Donc Jecht/Cribble. C'est cool. Jecht est complètement paumé. Tout ces trucs de gangs, il le dit lui même, c'est pas son délire. Il sait pas faire et... tu le fais bien ressentir. T'es décalé (cf les bazooka) avec la réalité, t'es pas foutu de balancer un plan, et... t'es toujours en galère avec ton flingue. C'pas ton truc... Toi c'est les bennes hein. La finesse c'est important. Donc voilà, ça finit en tir aux pigeons a coup de bennes à ordures c'est cool. C'est marrant aussi d'se dire que merde... Au milieu de tout ça, tu sais juste pas quoi foutre ^^

Nan ouais, Cribble est bon.

Ah prise de conscience, c'était un plan de merde ! Bizarre, je m'y attendais pas. J'sais pas, moi j'suis comme toi, j'vois que mes potes ont capturé un type chelou, qui ressort de chez les ennemis, et qui demande à me parler au bar pour me proposer une opé. Le gars j'le connais pas, mais j'y fais confiance, j'sais que ça sent pas le piège de merde. Gogol ! Ok t'étais bourré, mais... merde ^^

Enfin ça va, là t'es vénère. Tu lui en mets plein la gueule, c'est bien. C'est plus réel, moins bourré. On sait qu'elle va s'en battre les couilles mais ouais. Un peu rigolo d'y gueuler dessus alors que... c'est carrément de te faute ? ^^

Huayan.
« Je suis désolé mais j'ai pas poucave ». Chaud. T'as été repérée à côté d'chez les connards, c'est toi qui demande cette opé, et tu t'attends à c'que ça passe ? T'as confiance en ta poitrine dis moi.

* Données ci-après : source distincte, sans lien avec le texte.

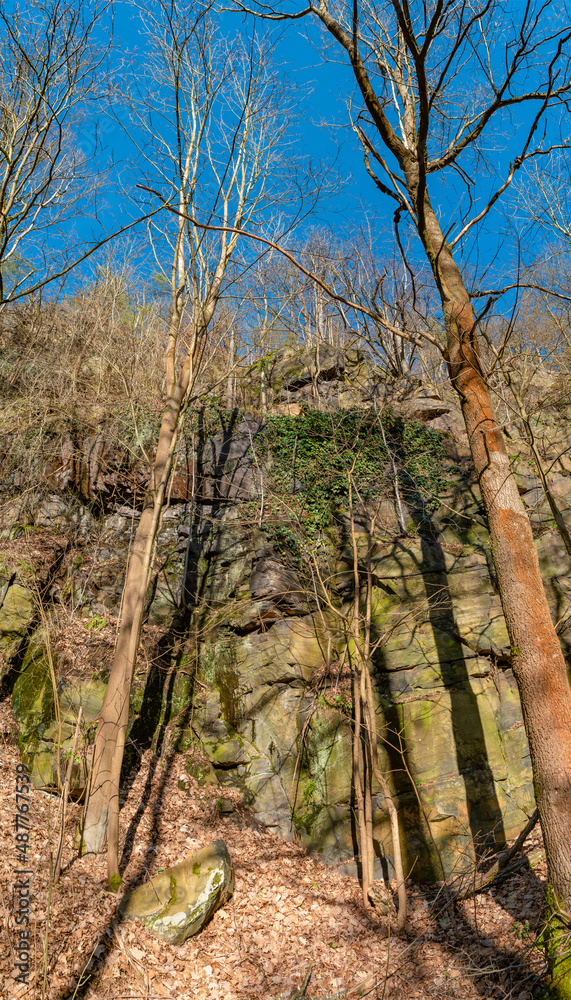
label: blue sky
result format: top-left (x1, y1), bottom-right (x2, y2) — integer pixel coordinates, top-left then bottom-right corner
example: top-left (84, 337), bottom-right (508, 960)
top-left (11, 3), bottom-right (568, 312)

Et... Voilà. Tu mens, tu tournes ça bien, tu proposes ton boule... Ouais, du Huayan quoi. J'vais pas répéter 50 fois. C'est bien.

Jecht... Tu relativises, t'essaies de savoir où ça merde... mais j'sais pas. D'après ta reflexion, tout porte à croire qu'effectivement Huayan a fait d'la merde, et pourtant non. Pirouette pour pas la défoncer, on dirait. C'est étrange. On dirait que tu t'es forcé ^^

Et t'es qu'un putain de connard ! Tu fonce dans c't'opé de merde juste pour le boule de Song... Tu te fais niquer, et tu choppes pas ta récompense ? T'as bien fait de te barrer des mercenaires, mec. Parce que si tu faisais ça sur tout tes contrats, tu t'es fait enfler de ouf. Putain j'y crois pas. Tu fous la merde, et tu prends pas ce pouruqoi t'as foutu la merde ?

Et Huayan t'es une vraie pute.

Mais ton ending est sympa. Bon... mois classe que celui de Jecht, mais il est cool. J'peux... rien en dire. J'y vois pas de mal, et le bien que j'en pense à déjà été dit maintes et maintes fois.

Bon... bah c'était pas facile pour moi !
Et si c'est pas facile pour moi... ça le sera pas non plus vous :

Huayan :
Difficile : 43 xp, 430 munnies, 4+1 PS. Full dex.

Jecht :
Difficile : 43 xp, 430 munnies, 4+1 PS. Full vitesse.